Il faut donc absolument non seulement faire un exemple dans le cas grec en prouvant que ces politiques sont impossibles. Voici pourquoi les concessions grecques, qui cherchent évidemment à ménager des marges de manœuvre pour l'application du programme de Syriza, ne peuvent satisfaire Berlin. Ce qu'il faut, c'est réduire à néant ce programme. Voici la vraie raison de l'attachement allemand au « programme actuel. » Il s'agit de montrer que l'élection du 25 janvier n'a absolument rien modifié. Qu'elle est neutre et n'a pas eu d'impact. Hier, dans le texte du refus allemand, on aura ainsi pu remarquer que Berlin posait deux conditions à son feu vert : que le gouvernement grec accepte le programme actuel en reprenant in extenso trois phrases dictée par le gouvernement fédéral et que ce gouvernement renonce aux « lois votées par le parlement cette semaine » concernant les mesures sociales et la hausse du salaire minimum.

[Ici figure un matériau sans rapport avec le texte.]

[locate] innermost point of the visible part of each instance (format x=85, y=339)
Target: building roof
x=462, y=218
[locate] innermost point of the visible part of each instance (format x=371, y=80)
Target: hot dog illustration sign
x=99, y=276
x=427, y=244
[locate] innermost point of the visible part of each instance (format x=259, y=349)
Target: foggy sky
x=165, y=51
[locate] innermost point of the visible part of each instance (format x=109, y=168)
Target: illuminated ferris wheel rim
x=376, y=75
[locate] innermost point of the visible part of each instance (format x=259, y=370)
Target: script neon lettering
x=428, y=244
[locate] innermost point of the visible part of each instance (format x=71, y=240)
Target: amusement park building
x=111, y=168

Accepter la culture de stabilité ou sortir

L'objectif principal qui semble conduire le comportement allemand est donc celui d'une réduction à néant du programme de Syriza. Ainsi, l'architecture de la zone euro ne sera plus jamais menacée. Le choix qui se dissimule derrière cette détermination est moins un déni de démocratie qu'une mise au pas de la zone euro. Le choix pour les électeurs est alors, soit de rester dans la zone euro en acceptant la « culture de stabilité allemande », soit d'en sortir pour mener d'autres expériences. C'est la raison pour laquelle le sort de la zone euro se joue ce vendredi.

Romaric Godin, La Tribune.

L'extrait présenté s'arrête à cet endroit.